I caught up with her and reached for the papers but missed. I told her, “It doesn’t mean anything. Forget you saw it. All that stuff is in the past, like it never happened.”

She looked me over. She was dead serious, “I know what a Distinguished Service Cross is Travis. It’s something important. That’s great! I think I know what an Article Fifteen is too. How did you get it?”

“Nothing,” I said. “A fight in Germany.”

“OK, she said, “What about the D.S.C?”

“No big deal. I killed some people and saved a guy. That’s all. I don’t want to talk about it. Put it to rest.”

She wasn’t done, “What’s with the medicals? It says here you’ve had some concussions. You’re supposed to report to someplace in Laurel.”

“Let it be Sarah.

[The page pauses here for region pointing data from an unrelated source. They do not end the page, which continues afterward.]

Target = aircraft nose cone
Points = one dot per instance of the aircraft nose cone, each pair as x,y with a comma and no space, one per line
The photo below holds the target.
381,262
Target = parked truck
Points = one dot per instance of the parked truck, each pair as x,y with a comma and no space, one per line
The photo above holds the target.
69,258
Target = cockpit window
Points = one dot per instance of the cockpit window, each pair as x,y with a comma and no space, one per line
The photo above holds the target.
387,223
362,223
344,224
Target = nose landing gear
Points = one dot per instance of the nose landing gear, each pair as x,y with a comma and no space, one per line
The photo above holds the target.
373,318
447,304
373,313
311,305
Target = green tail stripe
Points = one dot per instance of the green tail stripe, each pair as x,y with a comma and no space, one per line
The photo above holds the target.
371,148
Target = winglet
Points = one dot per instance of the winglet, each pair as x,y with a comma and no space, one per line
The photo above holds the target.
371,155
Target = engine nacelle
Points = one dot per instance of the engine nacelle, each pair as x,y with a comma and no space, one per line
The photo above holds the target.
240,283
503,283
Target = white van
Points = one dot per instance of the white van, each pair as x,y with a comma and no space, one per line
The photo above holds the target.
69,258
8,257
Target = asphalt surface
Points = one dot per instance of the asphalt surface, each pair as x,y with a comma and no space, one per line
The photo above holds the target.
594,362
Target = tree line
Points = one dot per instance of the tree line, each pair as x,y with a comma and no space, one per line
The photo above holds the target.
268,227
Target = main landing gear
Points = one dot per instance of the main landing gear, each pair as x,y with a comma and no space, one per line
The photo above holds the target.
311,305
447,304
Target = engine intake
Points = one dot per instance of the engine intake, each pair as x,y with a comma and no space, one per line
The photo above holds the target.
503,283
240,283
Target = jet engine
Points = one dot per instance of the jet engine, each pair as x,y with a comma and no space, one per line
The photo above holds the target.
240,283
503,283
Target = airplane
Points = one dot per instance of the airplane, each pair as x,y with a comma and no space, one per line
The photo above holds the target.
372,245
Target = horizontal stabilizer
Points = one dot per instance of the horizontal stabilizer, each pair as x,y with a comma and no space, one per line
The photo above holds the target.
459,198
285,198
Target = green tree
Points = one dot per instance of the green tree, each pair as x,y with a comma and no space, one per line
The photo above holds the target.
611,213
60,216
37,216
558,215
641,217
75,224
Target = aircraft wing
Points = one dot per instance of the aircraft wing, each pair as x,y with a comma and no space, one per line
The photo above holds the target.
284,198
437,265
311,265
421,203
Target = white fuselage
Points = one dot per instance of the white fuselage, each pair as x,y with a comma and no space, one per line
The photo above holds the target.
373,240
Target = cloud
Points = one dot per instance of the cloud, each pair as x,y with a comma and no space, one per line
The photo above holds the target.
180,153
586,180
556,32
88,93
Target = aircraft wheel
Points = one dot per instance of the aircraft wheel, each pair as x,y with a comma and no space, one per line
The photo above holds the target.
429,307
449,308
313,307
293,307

I got hit on the head a couple times. No big deal. They said I should see some guy in Laurel.”

“Did you go to Laurel?”

I lied, “Yeah, now give me the stuff. It’s supposed to be confidential.”

She still held it, “When did you go to Laurel? It says here you’re supposed to finish your military commitment through them. What commitment is that? Did you re-enlist?”

‘Jesus,’ I thought. ‘She’s a determined little… something.’ “No, I didn’t re-enlist. Everybody has a six-year commitment when they sign up. I served five active and was supposed to finish out with one inactive, but because I got a little bump on the head, they want to put me in an active reserve slot. Ok? Now give me the papers.”

“They want you in the active reserves so they can keep an eye on your ‘little bump’. Is that it?”

“I suppose so.” I reached out, “Now hand it over.”

She understood, “OK, here.” She started to hand me the paperwork. Then she stopped, started again, and said, “But I’m going to tell my dad.”

“Tell him what?”

“About your little bump on the head.”

“Sarah please,” I begged. “Leave it alone. Look, I got us stuff to eat. Maybe you could whip something up? I could go for some fried eggs and sausage.”